Mas voltemos ao professor Ludovico Chovenágua. Relatos da época dizem que era “grandalhão” e gostava de tomar uma cachacinha quando não estava trabalhando. Ninguém sabe que fim ele levou. Um autor escreveu, tragicamente: “Nasceu em qualquer lugar da velha Áustria antes da guerra, morreu talvez de fome, aqui n’algum canto do Nordeste. Orai por ele!”. Deixou o livro já citado, que teve uma segunda edição pela Editora Cátedra (RJ), em 1970. A Fundação Guimarães Duque (RN) publicou em 2004 um curto livro sobre ele, Os fenícios do professor Chovenágua, de autoria de Olavo de Medeiros Filho.

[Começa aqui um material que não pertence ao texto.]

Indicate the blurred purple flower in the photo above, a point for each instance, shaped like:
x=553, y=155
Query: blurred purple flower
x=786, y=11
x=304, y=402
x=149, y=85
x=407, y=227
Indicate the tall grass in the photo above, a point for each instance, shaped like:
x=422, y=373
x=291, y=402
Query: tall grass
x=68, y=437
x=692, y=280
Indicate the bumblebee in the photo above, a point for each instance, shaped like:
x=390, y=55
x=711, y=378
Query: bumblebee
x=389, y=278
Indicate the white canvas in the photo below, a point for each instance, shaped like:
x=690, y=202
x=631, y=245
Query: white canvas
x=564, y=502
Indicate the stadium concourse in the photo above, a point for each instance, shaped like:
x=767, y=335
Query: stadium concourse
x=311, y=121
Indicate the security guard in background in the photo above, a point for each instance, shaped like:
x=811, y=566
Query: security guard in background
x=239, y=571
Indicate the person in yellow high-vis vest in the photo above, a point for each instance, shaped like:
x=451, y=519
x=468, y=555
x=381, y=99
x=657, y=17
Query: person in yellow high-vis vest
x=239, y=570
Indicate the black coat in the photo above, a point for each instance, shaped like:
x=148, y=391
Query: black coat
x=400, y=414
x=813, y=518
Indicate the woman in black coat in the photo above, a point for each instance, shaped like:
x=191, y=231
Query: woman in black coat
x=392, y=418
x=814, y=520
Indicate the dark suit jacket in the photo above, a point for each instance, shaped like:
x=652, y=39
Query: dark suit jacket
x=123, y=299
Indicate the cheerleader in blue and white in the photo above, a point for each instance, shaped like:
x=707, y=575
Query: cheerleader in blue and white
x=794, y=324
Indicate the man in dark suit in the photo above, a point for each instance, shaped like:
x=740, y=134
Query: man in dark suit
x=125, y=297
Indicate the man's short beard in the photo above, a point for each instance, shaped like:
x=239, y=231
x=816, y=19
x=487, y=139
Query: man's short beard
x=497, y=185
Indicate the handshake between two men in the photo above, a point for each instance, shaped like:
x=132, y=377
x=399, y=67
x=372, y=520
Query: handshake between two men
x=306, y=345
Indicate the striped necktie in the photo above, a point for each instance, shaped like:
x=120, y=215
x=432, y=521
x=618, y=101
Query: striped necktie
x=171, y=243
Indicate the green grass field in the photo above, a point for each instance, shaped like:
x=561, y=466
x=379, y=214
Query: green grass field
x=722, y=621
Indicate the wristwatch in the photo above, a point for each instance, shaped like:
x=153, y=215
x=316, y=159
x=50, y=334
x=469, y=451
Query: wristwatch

Descobri Chovenágua faz cerca de 20 anos, e tentei — por enquanto sem sucesso — escrever uma reportagem reconstituindo sua história. Assisti domingo a “Z – a cidade perdida” e durante as mais de duas horas de projeção do filme a história do infortunado professor austríaco não me saiu da cabeça. Em artigo de 2 de julho de 1926, ele chega a mencionar o explorador britânico, citando “o ponto final da navegação dos fenícios, no Rio da Prata, onde agora o teosofista coronel Fawcett está procurando as ruínas duma grande cidade”. A obsessão de Fawcett era a cidade perdida, que ele tinha certeza estaria ali na floresta. Foi por isso ridicularizado pelos seus pares, e acabou morrendo na busca, acompanhado de um filho. Ludovico Chovenágua perseguia inscrições, como um visionário condenado a nunca ver suas visões transformadas em verdades e a ser por isso sempre ridicularizado. Seus ossos, assim como sua história, estão enterrados em algum lugar do vasto Sertão nordestino.